On 14 June 2017, a major fire destroyed the council-owned, 24-storey Grenfell Tower, a public housing building in the mainly working-class area of North Kensington, causing 72 deaths. The tower block was managed on behalf of (but independently of) the council by Kensington and Chelsea Tenant Management Organisation (KCTMO), the largest tenant management organisation (TMO) in England, which is responsible for the management of nearly 10,000 properties in the borough.

On 15 June, Kensington and Chelsea invoked the help of the other London boroughs in supporting the survivors. Responsibility was handed over to a Grenfell fire-response team led by a group of chief executives from councils across London. Resources available to them included central government, the British Red Cross, the Metropolitan Police, the London Fire Brigade and local government across London. Neighbouring councils sent in staff to improve the rehousing response.

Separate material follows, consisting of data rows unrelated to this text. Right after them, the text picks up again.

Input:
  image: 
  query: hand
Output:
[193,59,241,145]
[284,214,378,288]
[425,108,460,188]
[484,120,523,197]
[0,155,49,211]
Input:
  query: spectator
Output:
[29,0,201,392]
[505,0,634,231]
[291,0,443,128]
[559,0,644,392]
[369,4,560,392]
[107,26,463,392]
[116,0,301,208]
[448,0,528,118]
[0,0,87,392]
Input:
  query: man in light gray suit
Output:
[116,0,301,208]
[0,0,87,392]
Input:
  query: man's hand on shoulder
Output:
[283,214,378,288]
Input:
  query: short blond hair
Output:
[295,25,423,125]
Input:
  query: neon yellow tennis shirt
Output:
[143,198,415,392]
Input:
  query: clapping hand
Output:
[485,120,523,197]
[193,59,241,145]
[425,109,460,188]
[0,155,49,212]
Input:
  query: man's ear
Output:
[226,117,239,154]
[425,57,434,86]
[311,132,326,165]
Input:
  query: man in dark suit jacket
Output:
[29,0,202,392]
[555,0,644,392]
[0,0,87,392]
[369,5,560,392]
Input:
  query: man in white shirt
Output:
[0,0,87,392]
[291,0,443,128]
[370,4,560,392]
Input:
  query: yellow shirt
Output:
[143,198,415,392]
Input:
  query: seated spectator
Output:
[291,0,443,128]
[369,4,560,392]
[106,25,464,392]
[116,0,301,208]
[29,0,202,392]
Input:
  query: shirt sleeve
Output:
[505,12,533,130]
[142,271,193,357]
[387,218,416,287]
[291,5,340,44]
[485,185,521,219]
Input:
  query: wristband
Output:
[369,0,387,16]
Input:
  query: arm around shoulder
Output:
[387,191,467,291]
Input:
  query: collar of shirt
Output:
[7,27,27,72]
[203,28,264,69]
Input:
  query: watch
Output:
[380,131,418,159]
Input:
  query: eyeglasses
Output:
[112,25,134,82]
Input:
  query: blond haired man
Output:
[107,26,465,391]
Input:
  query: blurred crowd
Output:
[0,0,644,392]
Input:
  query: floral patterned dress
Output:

On 21 June, the council chief executive Nicholas Holgate resigned amid criticism over the borough's response to the fire. The Prime Minister Theresa May commented that the council "couldn't cope" in the response to the fire, and that it "was right" that the chief executive had resigned. The Conservative leader of the council, Nicholas Paget-Brown, initially resisted calls to resign, but announced on 30 June that he would step down. He was replaced as leader by Conservative councillor Elizabeth Campbell on 19 July 2017. Lewisham Council's chief executive, Barry Quirk, was seconded to take over from Nicholas Holgate in June and took up the chief executive role on a permanent basis in September 2017.